しかし本作では、その知識があまり通用しません。誰もが初心者と同じスタートラインに立ち、手探りで物件の価値を探り、ヒーローの登場駅を探すことになります。もちろん、カードの使い方や貧乏神のなすりつけといった「立ち回り」の差は出ますが、知識面でのハンデキャップがほぼ無くなるため、初心者と経験者が一緒に遊んでもバランスが取りやすい、というメリットを生んでいます。
| ミニマップ | 画面の端に常に表示されるミニマップは非常に優秀です。マップ全体を開かなくても、自分、目的地、他プレイヤーの大まかな位置関係が一目で把握できるようになりました。 |
|---|---|
| 目的地への 誘導矢印 |
マップ画面を開いた際、目的地が画面内に映っていない場合でも、矢印がその方向を示してくれるため、広大なマップでも迷いにくくなりました。 |
| いけるかな の強化 |
目的地だけでなく、カード売り場駅や宝くじ駅などの特殊なマスに行けるかが分かるようになり、戦略が立てやすくなりました。 |
| 飛び系カード の改善 |
「〇〇飛びカード」などで場所を選ぶ際、その駅で売っているカードラインナップを事前に確認した上で、飛ぶか飛ばないかを決定できるようになりました。 |
| 物件の分類が 非表示 |
物件購入時に「食品」「農林」「水産」といった分類が表示されなくなりました。
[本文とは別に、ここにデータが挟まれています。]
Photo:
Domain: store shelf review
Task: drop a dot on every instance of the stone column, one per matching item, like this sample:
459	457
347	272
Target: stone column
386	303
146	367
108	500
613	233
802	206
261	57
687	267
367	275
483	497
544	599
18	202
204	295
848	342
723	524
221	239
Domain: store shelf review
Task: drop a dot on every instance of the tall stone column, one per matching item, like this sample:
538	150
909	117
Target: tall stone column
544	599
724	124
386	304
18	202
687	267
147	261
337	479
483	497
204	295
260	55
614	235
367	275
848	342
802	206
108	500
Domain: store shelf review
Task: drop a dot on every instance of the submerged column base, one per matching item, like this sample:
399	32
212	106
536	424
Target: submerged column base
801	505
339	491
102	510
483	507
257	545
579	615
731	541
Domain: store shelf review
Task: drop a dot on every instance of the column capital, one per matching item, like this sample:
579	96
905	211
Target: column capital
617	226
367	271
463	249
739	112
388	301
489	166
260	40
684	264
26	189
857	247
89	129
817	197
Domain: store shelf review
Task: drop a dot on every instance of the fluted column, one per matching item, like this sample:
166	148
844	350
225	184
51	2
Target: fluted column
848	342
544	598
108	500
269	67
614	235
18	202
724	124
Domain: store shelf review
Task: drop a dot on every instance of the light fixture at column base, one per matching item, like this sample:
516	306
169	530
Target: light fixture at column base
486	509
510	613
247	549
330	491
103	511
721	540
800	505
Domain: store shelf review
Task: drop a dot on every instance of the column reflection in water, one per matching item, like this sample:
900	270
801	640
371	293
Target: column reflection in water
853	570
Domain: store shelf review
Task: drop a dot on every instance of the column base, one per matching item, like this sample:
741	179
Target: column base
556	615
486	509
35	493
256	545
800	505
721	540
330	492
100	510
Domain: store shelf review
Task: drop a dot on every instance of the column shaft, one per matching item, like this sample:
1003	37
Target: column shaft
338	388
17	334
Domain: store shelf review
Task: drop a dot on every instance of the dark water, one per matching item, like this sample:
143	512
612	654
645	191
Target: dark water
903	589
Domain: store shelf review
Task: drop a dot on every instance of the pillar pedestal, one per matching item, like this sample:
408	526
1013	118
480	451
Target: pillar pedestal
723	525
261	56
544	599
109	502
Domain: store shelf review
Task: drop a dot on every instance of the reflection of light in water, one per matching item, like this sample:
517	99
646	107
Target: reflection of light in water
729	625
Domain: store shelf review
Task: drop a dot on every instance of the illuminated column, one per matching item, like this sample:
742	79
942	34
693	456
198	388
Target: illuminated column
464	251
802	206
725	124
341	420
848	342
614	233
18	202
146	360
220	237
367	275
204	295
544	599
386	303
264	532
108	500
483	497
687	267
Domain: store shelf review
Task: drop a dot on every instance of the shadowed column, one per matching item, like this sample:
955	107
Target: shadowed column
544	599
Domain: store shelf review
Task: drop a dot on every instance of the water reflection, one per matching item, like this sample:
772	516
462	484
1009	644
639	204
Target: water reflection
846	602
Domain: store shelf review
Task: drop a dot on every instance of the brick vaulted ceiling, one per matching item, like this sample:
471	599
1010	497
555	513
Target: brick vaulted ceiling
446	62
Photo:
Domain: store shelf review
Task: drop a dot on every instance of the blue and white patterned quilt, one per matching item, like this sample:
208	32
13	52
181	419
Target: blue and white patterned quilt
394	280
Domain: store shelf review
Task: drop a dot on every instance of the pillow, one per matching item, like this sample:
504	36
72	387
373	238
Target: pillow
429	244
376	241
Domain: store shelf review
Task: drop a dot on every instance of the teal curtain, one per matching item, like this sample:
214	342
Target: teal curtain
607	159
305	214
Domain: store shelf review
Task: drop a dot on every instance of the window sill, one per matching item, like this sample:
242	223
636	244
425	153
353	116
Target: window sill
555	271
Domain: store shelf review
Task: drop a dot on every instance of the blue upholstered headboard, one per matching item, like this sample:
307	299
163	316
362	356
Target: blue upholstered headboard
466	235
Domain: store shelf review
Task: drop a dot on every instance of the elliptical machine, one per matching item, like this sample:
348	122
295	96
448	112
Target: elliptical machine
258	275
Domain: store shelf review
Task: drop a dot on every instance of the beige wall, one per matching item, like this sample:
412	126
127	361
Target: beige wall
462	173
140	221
購入後、自分の会社概要からは確認できます。 |
本作はマップが非常に広大になりましたが、それに伴うストレスを軽減するためのUI/UXの改善が随所に見られ、プレイ感は非常に快適です。一方で、物件購入時に「食品」「農林」「水産」といった分類が表示されなくなった点は、シリーズ経験者には少し気になるかもしれません。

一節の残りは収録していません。